Hydro Racing

Aug. 1, 1994: Nobody can spill Budweiser

The competition's getting closer, but for now the U-1 Miss Budweiser and Chip Hanauer are still No. 1.

Hanauer won all three of his heats from start to finish and then came from behind to edge Mark Tate and the Smokin' Joe's to win Sunday's Columbia Cup final.

Hanauer averaged 148.130 mph in the five-lap final, despite a problem he described as "rudder flutter" which made for a rough ride and forced him to slow down heading into the turns.

Tate and Smokin' Joe's, which averaged 145.870 mph in the final, shocked a sun-drenched Columbia Cup crowd of about 42,000 by grabbing the lead in the first turn.

Hanauer regained control in the same turn in the second lap and held off the field to the checkered flag.

"I was extremely concerned when Mark got out in front," Hanauer said. "He hit a little roller in turn one on the second lap and we were able to get by him and let him run in the rough water. That was the key to the race. We were lucky. I'm sure I'm going to be sore tomorrow."

So will Bud owner Bernie Little. "I'm hoarse because when I saw that Smokin' boat stick its nose out there in front I got pretty excited," Little said. "I've been racing in the Tri-Cities for 29 years, and it has never been closer. It just gets better and better."

It was the eighth win in the Tri-Cities for Little and the Miss Budweiser in 29 tries, while Hanauer won on the Columbia River for the seventh time.

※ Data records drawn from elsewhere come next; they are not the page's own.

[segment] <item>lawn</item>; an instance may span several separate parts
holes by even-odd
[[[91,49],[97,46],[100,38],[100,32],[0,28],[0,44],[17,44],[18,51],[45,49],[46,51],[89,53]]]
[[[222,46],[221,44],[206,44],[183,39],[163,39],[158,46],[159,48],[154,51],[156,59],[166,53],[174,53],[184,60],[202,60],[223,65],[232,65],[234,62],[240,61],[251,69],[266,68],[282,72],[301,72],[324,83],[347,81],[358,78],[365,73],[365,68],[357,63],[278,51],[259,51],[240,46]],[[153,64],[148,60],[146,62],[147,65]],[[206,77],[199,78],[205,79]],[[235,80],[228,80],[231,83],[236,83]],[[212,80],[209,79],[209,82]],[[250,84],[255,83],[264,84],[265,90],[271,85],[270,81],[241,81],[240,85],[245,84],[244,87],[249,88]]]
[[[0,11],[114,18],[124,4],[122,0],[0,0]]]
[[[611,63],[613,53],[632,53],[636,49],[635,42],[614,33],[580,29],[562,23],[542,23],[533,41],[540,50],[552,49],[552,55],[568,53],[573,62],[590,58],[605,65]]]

The Seattle driver, who claimed his 53rd career win and is nine behind Bill Muncey on the all-time list, has noticed the field closing in and expects more of the same next weekend at Seafair.

"I'm not working any harder now than I was two years ago," Hanauer, 40, said. "It's always been tough to win. It's really good racing right now. It was hard to beat the Smokin' Joe's and the other really good boats out there. I think you're going to see a lot of close races."

The key to success on the unlimited hydroplane circuit may be qualifying, because that gives a team the opportunity to choose its lane. In six of seven heats and the final Sunday, the boat starting in lane one ended up winning the race.

"If we would have had lane one, it might have been a different story," Tate said. "Against the Bud, we definitely need the inside lane. We're close.

"It helps the Bud to have lane one and have a shorter race course. We just need to find a way to qualify a little bit faster."

Steve David, driving the Miss T-Plus Engine Treatment, finished third with an average speed of 143.550 mph, followed by Mark Evans and Miss Exide at 141.456.

Nate Brown was fifth in The Tide/Taco Time at 136.400 mph while Scott Pierce drove the Miss Tri-Cities to sixth in 122.165 mph.

Dave Villwock, who was the second-fastest qualifier in the American dream, finished third in three straight heats to the Miss Budweiser, but then went dead in the water in the second lap of the final.

"We broke the skid fin," Villwock said. "I was driving and all of a sudden a piece went through the deck. I thought. 'That's bad,' and shut it down."

David said the deck-to-deck racing is good for the sport and good for the fans.

"I really think all the boats are getting closer to Chip and the Miss Budweiser," David said. "In Seattle with the 2-mile course, I think you're going to see the same kind of racing. The course is a little tighter and it has rough water like we find here. It's going to be very competitive."

Miss Budweiser, which has won four of the five races this season, earned 1,600 points during the Columbia Cup and leads the national points chase with 7,642 heading into Seafair.

Smokin' Joe's, which won the Gold Cup in Detroit to open the season, is second with 6,997. The Tide/Taco Time is third with 5,410, Miss T-Plus has 5,213 and Miss Exide has 4,016 as the boats head to Lake Washington this weekend.